La consapevolezza del fornitore o del cessionario di contribuire alla violazione può integrarsi anche se manca l’ordinaria diligenza richiesta

Di Enrico ZANETTI

Ai sensi dei commi 5 e 6 dell’art. 121 del DL 34/2020, qualora sia accertata la mancata sussistenza, anche parziale, dei requisiti che danno diritto alla detrazione d’imposta, con riguardo alla quale sono state esercitate le opzioni che l’hanno “trasformata” in credito di imposta utilizzabile in compensazione dal fornitore o dal cessionario, oppure da questi cedibile a terzi con possibilità di cessioni ulteriori, l’Agenzia delle Entrate provvede al recupero dell’importo non spettante nei confronti dei soli soggetti beneficiari della detrazione, fermo restando che, in presenza di concorso nella violazione, si determina la responsabilità in solido del fornitore che ha applicato lo sconto e dei cessionari.

Se dunque, in via generale, i fornitori e i cessionari rispondono solo per l’eventuale utilizzo del credito di imposta in modo irregolare o in misura maggiore rispetto al credito d’imposta ricevuto (secondo periodo del comma 4 dell’art. 121 del DL 34/2020), la loro responsabilità tributaria si estende anche all’eventuale insussistenza accertata del diritto alla detrazione fiscale che sta “a monte” del credito di imposta (da essi maturato per effetto dello sconto applicato in fattura, oppure da essi acquisito direttamente dal beneficiario della detrazione, dal fornitore che ha applicato lo sconto in fattura, oppure da altro cessionario che lo aveva a sua volta acquisito), qualora si configuri un loro concorso nella violazione.

La circ.
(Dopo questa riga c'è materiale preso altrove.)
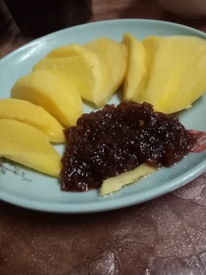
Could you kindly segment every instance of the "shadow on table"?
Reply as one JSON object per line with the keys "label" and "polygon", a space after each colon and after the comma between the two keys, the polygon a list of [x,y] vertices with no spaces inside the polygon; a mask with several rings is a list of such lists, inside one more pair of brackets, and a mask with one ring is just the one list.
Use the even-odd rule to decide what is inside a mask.
{"label": "shadow on table", "polygon": [[136,0],[119,14],[119,19],[145,19],[173,22],[206,32],[205,19],[187,19],[163,10],[154,0]]}

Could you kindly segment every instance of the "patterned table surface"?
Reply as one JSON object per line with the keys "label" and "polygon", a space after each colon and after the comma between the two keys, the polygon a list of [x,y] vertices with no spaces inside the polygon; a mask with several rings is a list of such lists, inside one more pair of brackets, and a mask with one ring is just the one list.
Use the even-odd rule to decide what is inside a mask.
{"label": "patterned table surface", "polygon": [[[0,58],[32,40],[6,16]],[[93,0],[92,21],[126,18],[206,32],[206,19],[179,18],[153,0]],[[45,214],[0,201],[0,274],[206,274],[205,183],[204,173],[150,201],[100,214]]]}

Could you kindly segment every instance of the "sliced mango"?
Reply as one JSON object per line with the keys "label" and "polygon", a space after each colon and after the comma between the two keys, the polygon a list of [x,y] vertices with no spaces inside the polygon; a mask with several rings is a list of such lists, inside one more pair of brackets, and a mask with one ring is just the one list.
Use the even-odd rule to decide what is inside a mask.
{"label": "sliced mango", "polygon": [[124,34],[122,43],[127,50],[126,74],[123,81],[124,100],[137,100],[139,84],[146,73],[146,54],[141,43],[130,34]]}
{"label": "sliced mango", "polygon": [[73,83],[82,99],[95,103],[102,79],[97,55],[88,50],[85,53],[68,57],[65,56],[65,53],[62,57],[56,57],[56,55],[55,54],[54,57],[49,56],[40,60],[34,66],[33,72],[57,69]]}
{"label": "sliced mango", "polygon": [[34,126],[50,142],[64,142],[64,128],[50,113],[29,101],[15,98],[0,100],[0,119],[8,118]]}
{"label": "sliced mango", "polygon": [[150,36],[142,41],[148,72],[138,101],[174,113],[206,91],[206,41],[195,36]]}
{"label": "sliced mango", "polygon": [[55,70],[38,70],[19,79],[11,97],[42,107],[65,127],[76,125],[82,113],[82,102],[75,86]]}
{"label": "sliced mango", "polygon": [[40,172],[59,177],[61,156],[32,126],[0,119],[0,156]]}
{"label": "sliced mango", "polygon": [[69,57],[88,53],[84,47],[78,44],[69,44],[52,50],[46,58]]}
{"label": "sliced mango", "polygon": [[86,44],[85,48],[96,54],[100,61],[102,82],[95,103],[98,107],[102,107],[122,82],[126,70],[126,47],[102,37]]}
{"label": "sliced mango", "polygon": [[117,176],[109,177],[103,182],[100,188],[100,195],[104,196],[118,191],[122,187],[135,182],[143,177],[148,176],[156,170],[157,168],[154,167],[143,164],[131,171],[124,172]]}

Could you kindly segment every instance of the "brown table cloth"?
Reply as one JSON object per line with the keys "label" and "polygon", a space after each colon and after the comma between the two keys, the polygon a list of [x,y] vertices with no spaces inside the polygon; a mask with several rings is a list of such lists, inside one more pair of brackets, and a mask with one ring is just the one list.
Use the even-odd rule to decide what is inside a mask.
{"label": "brown table cloth", "polygon": [[[93,21],[152,19],[206,32],[206,19],[179,18],[153,0],[93,0]],[[6,16],[0,58],[32,39]],[[205,184],[204,173],[152,201],[96,214],[38,212],[0,201],[0,274],[206,274]]]}

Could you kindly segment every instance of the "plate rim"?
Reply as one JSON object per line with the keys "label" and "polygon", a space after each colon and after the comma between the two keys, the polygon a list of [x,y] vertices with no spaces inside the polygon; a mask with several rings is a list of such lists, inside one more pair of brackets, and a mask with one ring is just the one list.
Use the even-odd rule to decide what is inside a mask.
{"label": "plate rim", "polygon": [[[114,23],[122,23],[122,22],[125,22],[126,23],[135,23],[135,24],[138,24],[138,23],[159,23],[160,25],[162,25],[162,24],[165,25],[170,25],[170,26],[174,26],[177,28],[181,28],[185,29],[185,30],[189,30],[192,32],[194,32],[195,34],[197,34],[196,36],[204,38],[206,39],[206,34],[203,32],[201,32],[198,30],[194,29],[191,27],[187,27],[184,25],[176,23],[172,23],[172,22],[168,22],[168,21],[161,21],[161,20],[154,20],[154,19],[112,19],[112,20],[107,20],[107,21],[97,21],[97,22],[91,22],[88,23],[86,24],[82,24],[80,25],[77,25],[77,26],[73,26],[69,28],[66,28],[64,30],[59,30],[58,32],[55,32],[52,34],[49,34],[46,36],[42,36],[41,38],[36,38],[33,40],[32,41],[26,43],[25,45],[20,47],[19,48],[14,50],[13,52],[9,53],[4,57],[1,58],[0,59],[0,66],[3,65],[3,63],[7,63],[10,60],[10,58],[12,58],[13,56],[20,54],[21,52],[24,52],[28,48],[32,48],[36,43],[39,43],[39,41],[47,41],[48,39],[52,39],[54,36],[60,36],[62,33],[65,33],[65,32],[71,32],[73,30],[78,29],[82,29],[84,30],[85,26],[87,28],[89,28],[89,26],[93,25],[107,25],[107,24],[114,24]],[[177,34],[178,35],[178,34]],[[166,194],[168,192],[170,192],[179,187],[183,186],[183,185],[187,184],[188,182],[191,182],[192,179],[195,179],[198,176],[201,175],[202,173],[203,173],[205,170],[206,168],[206,160],[205,162],[201,162],[198,164],[197,166],[195,166],[195,168],[190,169],[190,173],[188,175],[188,172],[185,172],[183,174],[181,174],[180,176],[175,177],[173,179],[172,181],[170,181],[170,184],[167,184],[165,186],[161,186],[161,192],[159,192],[159,187],[160,186],[157,186],[155,188],[153,188],[153,192],[152,194],[148,193],[148,196],[145,196],[144,197],[142,198],[142,199],[139,200],[138,201],[135,201],[135,200],[133,200],[130,202],[126,202],[124,201],[124,204],[118,204],[119,200],[116,199],[116,201],[117,201],[117,204],[114,206],[113,204],[111,206],[111,204],[109,203],[111,201],[100,201],[100,202],[93,202],[93,203],[84,203],[81,204],[54,204],[54,203],[43,203],[43,202],[37,202],[36,201],[31,201],[30,199],[27,200],[25,199],[22,199],[21,197],[15,197],[12,195],[10,194],[6,194],[4,193],[3,191],[1,191],[1,186],[0,186],[0,199],[6,201],[8,203],[10,203],[12,204],[14,204],[17,206],[23,207],[25,208],[28,208],[34,210],[38,210],[38,211],[43,211],[43,212],[53,212],[53,213],[73,213],[73,214],[78,214],[78,213],[90,213],[90,212],[102,212],[102,211],[108,211],[108,210],[115,210],[118,209],[120,208],[126,208],[128,206],[131,206],[135,204],[139,204],[147,201],[149,201],[150,199],[154,199],[156,197],[160,197],[164,194]],[[183,175],[185,174],[185,177],[183,177]],[[182,182],[183,182],[183,183]],[[172,188],[171,188],[172,187]],[[155,192],[154,192],[154,190]],[[159,191],[158,191],[159,190]],[[147,193],[147,192],[144,192],[143,193]],[[3,196],[4,194],[4,196]],[[150,195],[149,195],[150,194]],[[3,196],[2,196],[3,195]],[[133,195],[133,196],[134,196]],[[122,199],[124,197],[122,197],[121,199],[122,201]],[[124,200],[124,199],[123,199]],[[34,202],[36,201],[35,205],[34,205]],[[106,203],[106,206],[105,206],[105,201]],[[93,208],[93,205],[97,205],[98,204],[98,207],[95,207],[95,208]],[[54,205],[55,205],[55,207],[56,207],[56,209],[54,209]],[[84,207],[87,205],[87,208],[84,207],[84,209],[82,209],[82,205]],[[101,206],[102,205],[104,206]],[[51,207],[53,206],[53,207]],[[62,209],[62,208],[64,208]],[[73,209],[73,208],[75,208]],[[51,209],[52,208],[52,209]]]}

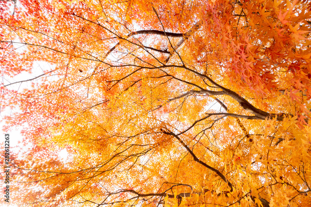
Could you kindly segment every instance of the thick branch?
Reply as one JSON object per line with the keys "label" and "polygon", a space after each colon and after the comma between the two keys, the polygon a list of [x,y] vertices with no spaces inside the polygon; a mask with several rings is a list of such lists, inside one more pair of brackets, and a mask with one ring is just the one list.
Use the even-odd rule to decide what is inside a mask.
{"label": "thick branch", "polygon": [[219,170],[214,168],[211,166],[209,165],[206,163],[200,160],[199,158],[197,157],[197,156],[194,154],[194,153],[190,149],[190,148],[189,148],[187,145],[186,145],[184,142],[183,142],[183,140],[182,140],[179,137],[177,136],[177,135],[173,132],[169,132],[169,132],[165,132],[165,131],[163,130],[162,129],[161,129],[161,130],[165,134],[170,135],[174,137],[175,138],[177,139],[179,141],[180,143],[183,145],[184,147],[187,150],[187,151],[189,152],[190,154],[192,155],[192,157],[193,158],[193,160],[195,161],[200,163],[206,167],[207,168],[209,169],[212,171],[216,173],[217,175],[220,177],[220,178],[222,179],[224,181],[227,183],[228,186],[229,186],[229,187],[230,188],[230,192],[232,192],[233,191],[233,187],[232,184],[228,180],[227,178],[226,178],[221,173],[219,172]]}

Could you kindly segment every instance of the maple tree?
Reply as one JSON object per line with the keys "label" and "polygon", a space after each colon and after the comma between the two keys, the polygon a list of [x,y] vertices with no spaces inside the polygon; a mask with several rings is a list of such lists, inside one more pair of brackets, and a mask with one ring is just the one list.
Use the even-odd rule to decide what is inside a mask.
{"label": "maple tree", "polygon": [[29,147],[14,204],[311,203],[309,1],[16,2],[0,2],[5,129]]}

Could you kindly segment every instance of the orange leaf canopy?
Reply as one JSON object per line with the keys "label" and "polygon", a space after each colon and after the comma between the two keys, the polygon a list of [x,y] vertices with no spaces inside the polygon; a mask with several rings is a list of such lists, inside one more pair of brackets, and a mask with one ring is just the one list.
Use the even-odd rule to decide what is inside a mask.
{"label": "orange leaf canopy", "polygon": [[310,10],[0,2],[1,110],[18,109],[4,129],[24,137],[10,155],[11,201],[307,206]]}

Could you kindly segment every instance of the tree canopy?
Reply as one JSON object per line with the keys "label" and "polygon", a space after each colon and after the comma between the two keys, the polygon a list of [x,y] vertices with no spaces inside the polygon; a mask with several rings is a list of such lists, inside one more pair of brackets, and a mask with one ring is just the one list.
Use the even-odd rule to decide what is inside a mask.
{"label": "tree canopy", "polygon": [[0,1],[4,129],[29,148],[11,202],[309,205],[310,16],[305,0]]}

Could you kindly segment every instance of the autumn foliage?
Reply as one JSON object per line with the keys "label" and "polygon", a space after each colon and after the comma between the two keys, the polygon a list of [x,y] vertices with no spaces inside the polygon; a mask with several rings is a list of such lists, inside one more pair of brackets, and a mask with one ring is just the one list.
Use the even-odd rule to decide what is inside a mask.
{"label": "autumn foliage", "polygon": [[305,0],[0,1],[12,204],[308,206],[310,17]]}

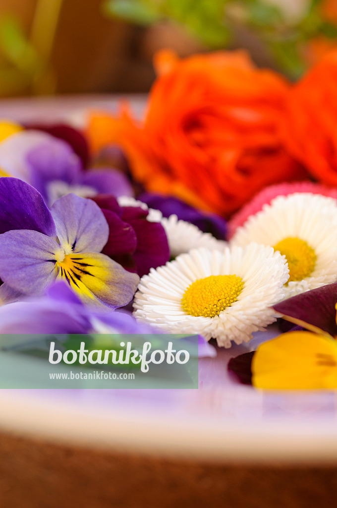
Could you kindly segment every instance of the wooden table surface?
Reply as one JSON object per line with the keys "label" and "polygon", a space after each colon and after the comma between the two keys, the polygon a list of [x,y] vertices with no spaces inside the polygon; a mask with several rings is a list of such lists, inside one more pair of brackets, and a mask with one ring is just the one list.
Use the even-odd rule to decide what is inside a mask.
{"label": "wooden table surface", "polygon": [[337,467],[229,466],[0,433],[0,508],[332,508]]}

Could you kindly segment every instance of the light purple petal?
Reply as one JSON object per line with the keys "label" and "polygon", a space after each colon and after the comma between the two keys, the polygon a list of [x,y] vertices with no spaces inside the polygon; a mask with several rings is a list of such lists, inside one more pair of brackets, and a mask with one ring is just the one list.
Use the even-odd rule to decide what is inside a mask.
{"label": "light purple petal", "polygon": [[[111,333],[137,333],[150,334],[158,333],[155,329],[149,325],[139,323],[136,321],[131,312],[125,310],[115,310],[108,314],[90,314],[94,329],[95,325],[97,326],[97,321],[102,322],[106,327],[110,329]],[[98,330],[99,332],[100,330]]]}
{"label": "light purple petal", "polygon": [[0,178],[0,234],[28,229],[56,238],[50,212],[41,195],[28,183],[18,178]]}
{"label": "light purple petal", "polygon": [[62,245],[74,252],[100,252],[108,241],[109,226],[92,200],[68,194],[55,201],[51,211]]}
{"label": "light purple petal", "polygon": [[0,168],[12,176],[29,181],[30,171],[26,156],[34,147],[53,137],[39,131],[22,131],[0,143]]}
{"label": "light purple petal", "polygon": [[97,169],[83,173],[83,185],[96,189],[97,194],[133,196],[133,191],[126,177],[116,169]]}
{"label": "light purple petal", "polygon": [[39,295],[55,280],[59,250],[54,240],[37,231],[0,235],[0,278],[17,291]]}
{"label": "light purple petal", "polygon": [[87,333],[91,328],[86,316],[62,301],[42,298],[0,307],[0,334]]}
{"label": "light purple petal", "polygon": [[79,157],[65,141],[52,137],[34,147],[27,154],[29,183],[49,201],[48,184],[60,180],[68,184],[78,178],[81,169]]}
{"label": "light purple petal", "polygon": [[76,304],[84,308],[82,300],[71,289],[66,282],[61,281],[53,284],[47,289],[46,296],[52,300],[62,301],[67,304]]}
{"label": "light purple petal", "polygon": [[23,296],[20,291],[17,291],[7,284],[2,284],[0,286],[0,305],[16,302]]}

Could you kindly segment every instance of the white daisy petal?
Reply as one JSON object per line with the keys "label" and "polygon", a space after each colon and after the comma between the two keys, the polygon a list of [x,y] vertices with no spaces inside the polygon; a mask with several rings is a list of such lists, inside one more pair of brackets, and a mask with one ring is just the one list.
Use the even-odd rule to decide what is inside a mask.
{"label": "white daisy petal", "polygon": [[[184,310],[182,300],[191,284],[220,276],[218,288],[222,293],[222,288],[227,290],[227,287],[221,285],[227,283],[223,275],[242,279],[243,287],[234,297],[236,300],[213,317],[192,315]],[[219,345],[229,347],[231,341],[248,342],[252,333],[275,321],[276,314],[271,307],[284,297],[284,284],[288,278],[284,257],[271,247],[252,243],[245,248],[227,246],[221,251],[204,247],[192,249],[165,266],[152,269],[142,278],[134,297],[134,314],[139,321],[163,331],[199,334],[207,340],[214,337]],[[211,283],[214,278],[212,277]],[[218,295],[214,297],[212,290],[210,294],[207,305],[218,305]]]}
{"label": "white daisy petal", "polygon": [[117,200],[120,206],[139,206],[148,210],[147,220],[160,223],[167,237],[171,258],[199,247],[221,250],[227,245],[226,242],[217,240],[210,233],[203,233],[194,224],[179,220],[174,214],[168,218],[163,217],[159,210],[149,208],[146,203],[128,196],[121,196]]}
{"label": "white daisy petal", "polygon": [[[336,233],[335,200],[296,193],[276,198],[251,216],[237,230],[231,244],[244,246],[256,242],[274,247],[287,239],[296,238],[313,249],[316,261],[313,269],[301,279],[290,280],[286,285],[288,298],[337,280]],[[297,256],[295,252],[294,255]]]}
{"label": "white daisy petal", "polygon": [[203,233],[194,224],[178,219],[176,215],[160,221],[166,232],[171,257],[187,252],[191,249],[206,247],[222,250],[226,243],[215,238],[210,233]]}

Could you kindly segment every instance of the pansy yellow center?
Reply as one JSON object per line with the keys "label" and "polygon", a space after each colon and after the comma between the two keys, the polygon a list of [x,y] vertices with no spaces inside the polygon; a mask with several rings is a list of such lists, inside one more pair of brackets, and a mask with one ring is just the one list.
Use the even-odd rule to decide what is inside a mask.
{"label": "pansy yellow center", "polygon": [[243,287],[243,280],[237,275],[198,279],[184,293],[181,306],[190,315],[214,318],[237,301]]}
{"label": "pansy yellow center", "polygon": [[286,257],[289,271],[288,282],[301,280],[309,277],[315,269],[317,257],[314,249],[304,240],[289,237],[274,245],[274,250],[279,250]]}

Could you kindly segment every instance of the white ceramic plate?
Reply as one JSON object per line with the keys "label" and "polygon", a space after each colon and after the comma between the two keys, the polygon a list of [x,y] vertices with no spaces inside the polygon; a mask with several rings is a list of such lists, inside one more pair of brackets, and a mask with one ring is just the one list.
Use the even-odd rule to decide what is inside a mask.
{"label": "white ceramic plate", "polygon": [[[139,111],[143,101],[134,104]],[[116,100],[0,101],[0,117],[60,120],[92,105],[113,108]],[[276,333],[272,328],[263,337]],[[254,348],[260,339],[258,334],[248,345],[200,360],[197,390],[0,390],[0,428],[54,441],[174,457],[337,463],[334,392],[263,392],[230,378],[228,359]]]}

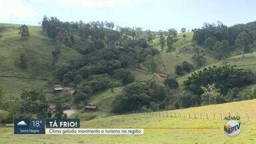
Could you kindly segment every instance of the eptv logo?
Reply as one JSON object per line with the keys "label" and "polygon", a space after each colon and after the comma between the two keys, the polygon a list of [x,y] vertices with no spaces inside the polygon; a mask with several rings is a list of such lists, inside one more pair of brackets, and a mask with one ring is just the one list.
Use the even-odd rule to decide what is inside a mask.
{"label": "eptv logo", "polygon": [[229,121],[224,125],[224,132],[227,135],[233,137],[240,133],[240,123],[236,121]]}

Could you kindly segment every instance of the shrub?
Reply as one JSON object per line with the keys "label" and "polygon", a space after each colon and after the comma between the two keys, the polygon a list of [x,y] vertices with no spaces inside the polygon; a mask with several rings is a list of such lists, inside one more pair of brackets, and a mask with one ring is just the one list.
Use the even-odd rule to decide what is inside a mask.
{"label": "shrub", "polygon": [[178,75],[181,75],[183,73],[183,69],[181,65],[176,65],[175,66],[175,73]]}

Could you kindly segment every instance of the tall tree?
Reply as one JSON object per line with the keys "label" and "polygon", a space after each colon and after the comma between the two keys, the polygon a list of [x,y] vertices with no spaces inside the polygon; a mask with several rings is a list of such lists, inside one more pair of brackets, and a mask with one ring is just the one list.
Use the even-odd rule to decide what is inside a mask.
{"label": "tall tree", "polygon": [[29,28],[25,25],[22,25],[19,27],[19,35],[20,35],[22,37],[28,37],[30,36]]}
{"label": "tall tree", "polygon": [[205,54],[203,51],[198,47],[195,47],[194,49],[195,54],[192,56],[192,61],[195,65],[199,68],[205,65],[206,59],[205,58]]}
{"label": "tall tree", "polygon": [[27,67],[27,58],[24,53],[21,54],[19,56],[19,66],[22,69],[26,69]]}
{"label": "tall tree", "polygon": [[165,36],[163,35],[163,32],[162,31],[159,31],[159,42],[161,44],[161,49],[162,50],[162,52],[163,52],[164,46],[165,46]]}
{"label": "tall tree", "polygon": [[169,29],[168,30],[168,35],[173,36],[173,39],[175,39],[177,37],[177,34],[178,33],[175,29]]}
{"label": "tall tree", "polygon": [[229,41],[224,40],[221,42],[217,41],[213,47],[213,52],[217,59],[222,59],[230,53],[230,46]]}
{"label": "tall tree", "polygon": [[245,57],[245,53],[249,53],[251,50],[250,45],[252,43],[251,37],[245,31],[241,32],[235,41],[235,46],[242,51],[243,58]]}
{"label": "tall tree", "polygon": [[185,33],[186,32],[186,29],[183,27],[181,29],[181,33]]}
{"label": "tall tree", "polygon": [[64,115],[63,108],[62,107],[61,103],[59,101],[56,103],[56,110],[55,113],[55,117],[57,119],[61,119]]}
{"label": "tall tree", "polygon": [[214,46],[214,44],[217,42],[216,37],[213,36],[210,36],[207,39],[205,39],[205,42],[203,43],[204,47],[213,50],[213,47]]}
{"label": "tall tree", "polygon": [[58,61],[59,55],[61,54],[61,49],[59,48],[55,51],[51,52],[51,55],[53,55],[53,65],[55,65],[56,62]]}
{"label": "tall tree", "polygon": [[149,29],[147,30],[146,32],[147,32],[147,41],[149,43],[152,43],[153,39],[153,36],[152,35],[152,33],[150,31]]}
{"label": "tall tree", "polygon": [[171,35],[168,35],[167,41],[166,41],[166,43],[167,45],[167,51],[168,52],[170,52],[172,50],[175,49],[175,47],[173,47],[173,42],[174,42],[174,40],[173,40],[173,37]]}
{"label": "tall tree", "polygon": [[145,64],[150,73],[153,73],[157,71],[157,65],[155,62],[154,57],[152,55],[147,55]]}
{"label": "tall tree", "polygon": [[171,89],[177,89],[179,87],[179,83],[174,78],[171,77],[170,75],[167,75],[164,83],[165,85],[169,87]]}
{"label": "tall tree", "polygon": [[212,85],[208,84],[207,87],[202,87],[201,88],[204,91],[204,93],[201,95],[203,103],[211,105],[211,103],[217,102],[217,99],[221,97],[221,93],[219,89],[215,87],[214,83]]}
Agenzia delle Entrate 22 dicembre 2020 n. 30 (§ 5.1.9), richiamando sul punto la C.M. 10 luglio 1998 n. 180, ha ricordato che, ai fini della configurabilità del concorso nella violazione, devono sussistere i seguenti elementi costitutivi della fattispecie:
– una pluralità di soggetti agenti;
– la realizzazione di una fattispecie di reato;
– il contributo di ciascun concorrente alla realizzazione del reato;
– l’elemento soggettivo.

L’elemento soggettivo, presuppone la consapevolezza del fornitore o del cessionario di contribuire, con la propria condotta, alla realizzazione della violazione.
Tale consapevolezza può però integrarsi anche nel caso in cui il fornitore o il cessionario adotti condotte nell’ambito delle quali non sia possibile rinvenire da parte sua il ricorso all’ordinaria diligenza richiesta per evitare la partecipazione a condotte fraudolente.

Ciò risulta particolarmente pregnante con riguardo ai soggetti obbligati al rispetto della normativa antiriciclaggio, con riguardo ai quali il comma 4 dell’art. 122-bis del DL 34/2020 pone un preciso divieto di procedere all’acquisto dei crediti di imposta, laddove sussistano i presupposti per l’obbligo di segnalazione all’UIF di operazione sospetta.

Considerato che l’UIF, già nella sua Comunicazione dell’11 febbraio 2021 evidenziava che l’eventuale natura fittizia dei crediti stessi è da considerarsi elemento rilevante ai fini dell’individuazione delle operazioni sospette, oggetto dell’obbligo di segnalazione all’UIF, pare indubbia la consapevolezza del rischio di concorrere alla realizzazione di una violazione da parte di quegli intermediari finanziari che (in futuro, ma, francamente, anche in passato) acquistassero crediti di imposta senza l’implementazione della benché minima procedura di controllo, mediante risorse interne o l’incarico di advisor esterni, della conformità dei dati relativi alla documentazione che attesta la spettanza della detrazione d’imposta “a monte” del credito.

Sul punto, giova evidenziare che anche la circ. Agenzia delle Entrate 29 novembre 2021 n. 16 (§ 2) afferma che “laddove ricorrano i presupposti per la segnalazione di operazioni sospette, a prescindere dall’effettivo assolvimento del relativo obbligo da parte dei soggetti obbligati […], e ciononostante detti soggetti procedano all’acquisto del credito, tale condotta è valutata anche ai fini del concorso nelle violazioni relative all’utilizzo dei crediti”.